Think about it, the wizarding world hasn’t changed in hundreds of years while in that same space of time the muggle world has figured out fucking space travel. I know it’s a cliché to say to say someone could have fucking shot Voldemort, but seriously, somebody totally fucking could have, he killed like 50 people, he was effectively a terrorist, if anyone in the wizarding world bothered to ask for help from the muggles instead of just telling them there was an invisible asshole flying around shooting death curses at everyone, they may have been able to help. 

Pretty much the only reason Voldermort thinks he’s better than muggles is because he’s able to kill them with impunity using magic, something he’s only able to do so easily because muggles don’t understand what magic is. Voldemort is basically like a fucking disease, he’s an invisible, lurking entity preying on mankind from the shadows like a cowardly piece of shit. You know what else did that? Smallpox and we stomped that to death the second we understood it. That’s the difference between muggles and wizards, when muggles don’t understand something, they figure it out.

And here’s the kicker, the only reason muggles don’t understand magic at all is because the wizarding world deliberately withholds information about it. However, even if the wizarding world kept doing that, it’d only be a matter of time until a muggle figured out what magic was and how to stop or harness it because that’s what humanity does, it pushes past what we think is impossible to see what’s on the other side. We didn’t understand the sun as a species originally and now we use it to power satellites and smartphones.

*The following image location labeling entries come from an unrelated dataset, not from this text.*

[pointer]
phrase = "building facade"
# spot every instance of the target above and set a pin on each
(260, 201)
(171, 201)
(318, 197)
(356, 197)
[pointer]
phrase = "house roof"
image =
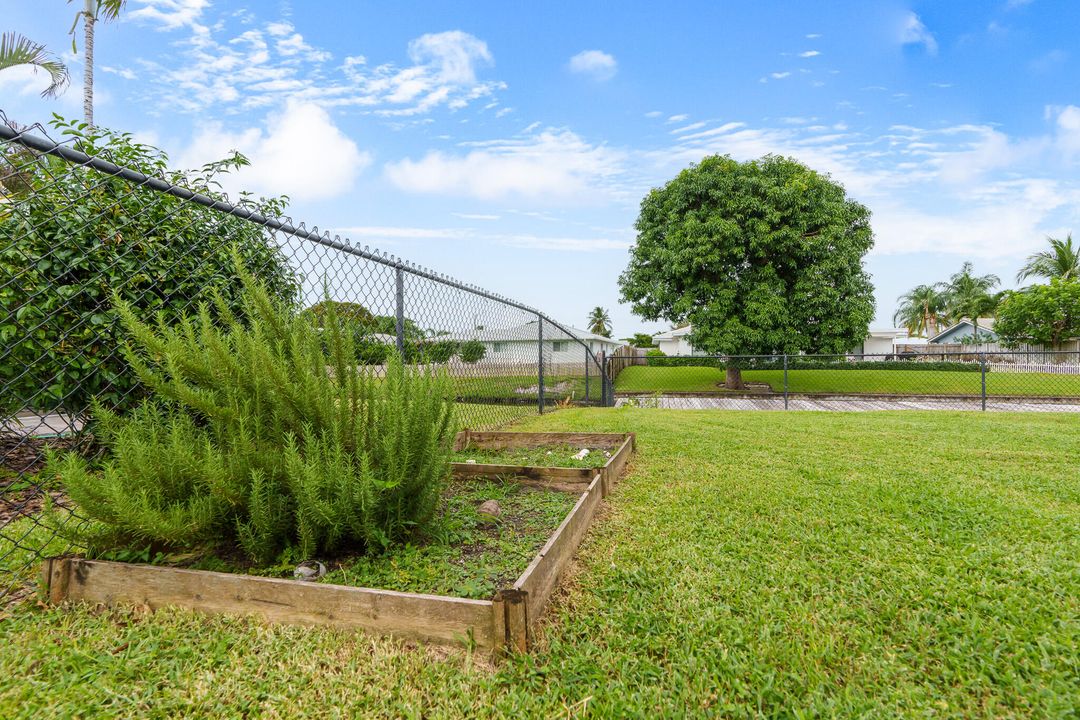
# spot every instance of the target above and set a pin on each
(527, 331)
(675, 333)
(984, 324)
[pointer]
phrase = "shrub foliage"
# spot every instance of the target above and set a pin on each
(70, 238)
(264, 434)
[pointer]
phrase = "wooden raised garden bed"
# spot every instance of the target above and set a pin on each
(503, 624)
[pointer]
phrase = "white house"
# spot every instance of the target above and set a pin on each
(675, 342)
(877, 342)
(518, 343)
(881, 341)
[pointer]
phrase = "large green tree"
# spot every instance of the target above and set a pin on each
(761, 257)
(1040, 314)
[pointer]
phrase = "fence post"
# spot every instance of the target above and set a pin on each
(982, 363)
(604, 379)
(400, 309)
(540, 364)
(588, 357)
(785, 381)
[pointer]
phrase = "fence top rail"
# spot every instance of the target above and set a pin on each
(41, 143)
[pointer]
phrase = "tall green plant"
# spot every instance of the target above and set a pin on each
(265, 434)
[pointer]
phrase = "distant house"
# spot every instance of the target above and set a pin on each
(877, 342)
(675, 342)
(966, 328)
(518, 343)
(881, 342)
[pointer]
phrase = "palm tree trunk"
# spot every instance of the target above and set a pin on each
(88, 70)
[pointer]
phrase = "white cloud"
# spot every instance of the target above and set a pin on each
(914, 32)
(475, 216)
(266, 66)
(687, 128)
(300, 153)
(551, 164)
(169, 14)
(595, 64)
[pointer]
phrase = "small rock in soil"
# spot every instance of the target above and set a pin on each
(489, 508)
(309, 570)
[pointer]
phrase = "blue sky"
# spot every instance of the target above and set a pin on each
(509, 144)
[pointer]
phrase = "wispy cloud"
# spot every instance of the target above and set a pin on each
(553, 164)
(596, 64)
(913, 31)
(265, 66)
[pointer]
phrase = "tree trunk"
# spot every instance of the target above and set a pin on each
(88, 69)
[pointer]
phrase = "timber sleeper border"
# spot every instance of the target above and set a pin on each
(501, 625)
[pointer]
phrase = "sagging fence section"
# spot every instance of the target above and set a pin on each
(1048, 381)
(92, 218)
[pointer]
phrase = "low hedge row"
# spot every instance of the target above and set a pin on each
(794, 364)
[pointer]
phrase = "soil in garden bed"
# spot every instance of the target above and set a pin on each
(551, 456)
(463, 554)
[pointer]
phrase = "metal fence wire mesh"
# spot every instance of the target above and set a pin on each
(1001, 380)
(79, 228)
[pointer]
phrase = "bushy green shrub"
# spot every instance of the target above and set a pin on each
(472, 351)
(262, 434)
(70, 238)
(439, 351)
(795, 363)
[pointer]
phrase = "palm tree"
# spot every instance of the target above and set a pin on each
(94, 10)
(1062, 260)
(921, 310)
(969, 296)
(599, 322)
(17, 50)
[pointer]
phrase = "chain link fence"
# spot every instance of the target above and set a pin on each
(1029, 380)
(81, 226)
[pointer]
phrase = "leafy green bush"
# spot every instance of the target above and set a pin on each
(70, 238)
(264, 435)
(794, 363)
(472, 351)
(439, 351)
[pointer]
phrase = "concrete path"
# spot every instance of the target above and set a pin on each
(847, 404)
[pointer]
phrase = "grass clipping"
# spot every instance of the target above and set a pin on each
(264, 434)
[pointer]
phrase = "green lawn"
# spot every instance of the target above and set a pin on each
(783, 565)
(905, 382)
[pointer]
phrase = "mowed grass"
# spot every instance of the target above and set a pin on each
(780, 565)
(642, 379)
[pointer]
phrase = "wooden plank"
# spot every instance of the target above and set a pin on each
(516, 605)
(502, 439)
(613, 467)
(540, 579)
(429, 617)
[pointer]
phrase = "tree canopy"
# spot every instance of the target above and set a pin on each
(760, 257)
(1040, 314)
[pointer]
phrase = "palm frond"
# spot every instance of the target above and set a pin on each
(17, 50)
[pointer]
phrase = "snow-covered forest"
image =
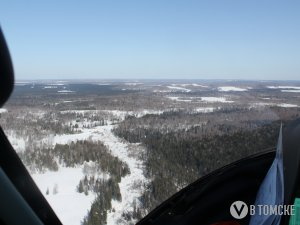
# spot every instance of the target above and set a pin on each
(108, 152)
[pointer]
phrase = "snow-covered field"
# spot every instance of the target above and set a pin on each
(284, 87)
(231, 88)
(202, 99)
(69, 205)
(131, 186)
(3, 110)
(179, 88)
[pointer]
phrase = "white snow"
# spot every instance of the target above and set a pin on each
(231, 88)
(50, 87)
(215, 99)
(284, 87)
(179, 99)
(179, 88)
(133, 83)
(131, 186)
(204, 109)
(3, 111)
(263, 104)
(65, 91)
(18, 143)
(199, 85)
(69, 205)
(291, 91)
(285, 105)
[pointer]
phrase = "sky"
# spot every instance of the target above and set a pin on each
(153, 39)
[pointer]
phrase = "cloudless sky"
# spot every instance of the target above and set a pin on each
(218, 39)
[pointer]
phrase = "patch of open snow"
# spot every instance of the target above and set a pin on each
(18, 143)
(68, 101)
(65, 91)
(215, 99)
(199, 85)
(179, 88)
(3, 111)
(133, 83)
(285, 105)
(179, 99)
(131, 186)
(69, 205)
(231, 88)
(284, 87)
(291, 91)
(262, 104)
(204, 109)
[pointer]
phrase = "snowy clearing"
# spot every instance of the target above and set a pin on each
(179, 88)
(65, 91)
(291, 91)
(179, 99)
(3, 111)
(231, 88)
(205, 109)
(285, 105)
(131, 186)
(69, 205)
(284, 87)
(215, 99)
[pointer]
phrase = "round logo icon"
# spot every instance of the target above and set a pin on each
(239, 209)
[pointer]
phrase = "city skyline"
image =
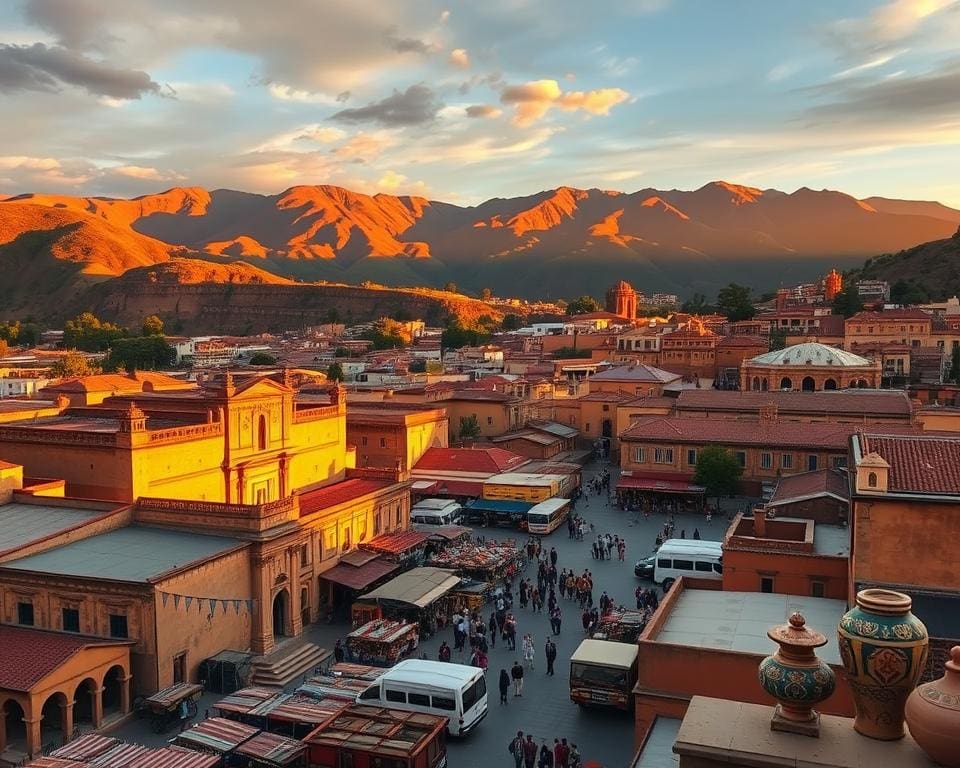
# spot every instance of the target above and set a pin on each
(464, 104)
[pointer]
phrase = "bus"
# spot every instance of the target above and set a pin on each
(603, 673)
(548, 515)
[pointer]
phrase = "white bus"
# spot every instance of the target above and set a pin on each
(688, 557)
(456, 691)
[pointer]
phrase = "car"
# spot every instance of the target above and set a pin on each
(644, 568)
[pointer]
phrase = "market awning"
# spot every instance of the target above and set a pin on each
(359, 576)
(418, 587)
(657, 484)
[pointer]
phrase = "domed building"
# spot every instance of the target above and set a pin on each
(809, 367)
(622, 300)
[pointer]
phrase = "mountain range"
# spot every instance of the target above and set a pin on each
(557, 243)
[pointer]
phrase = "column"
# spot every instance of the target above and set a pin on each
(66, 720)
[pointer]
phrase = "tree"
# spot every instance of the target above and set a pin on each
(152, 326)
(718, 470)
(469, 428)
(72, 365)
(735, 302)
(582, 306)
(848, 301)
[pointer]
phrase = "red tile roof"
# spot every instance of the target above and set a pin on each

The wizarding world isn’t a realm of infinite possibilities, it’s a universe of strict limitations where boundaries are never questioned. The muggle world is where the real magic happens. That’s why during the course of the Harry Potter books, which are set between 1991 and 1998, the muggle world (our world) discovered dark matter, cloned a sheep and invented fucking MP3s while the wizarding world were literally paying some dipshit to figure out what the purpose of a rubber duck was.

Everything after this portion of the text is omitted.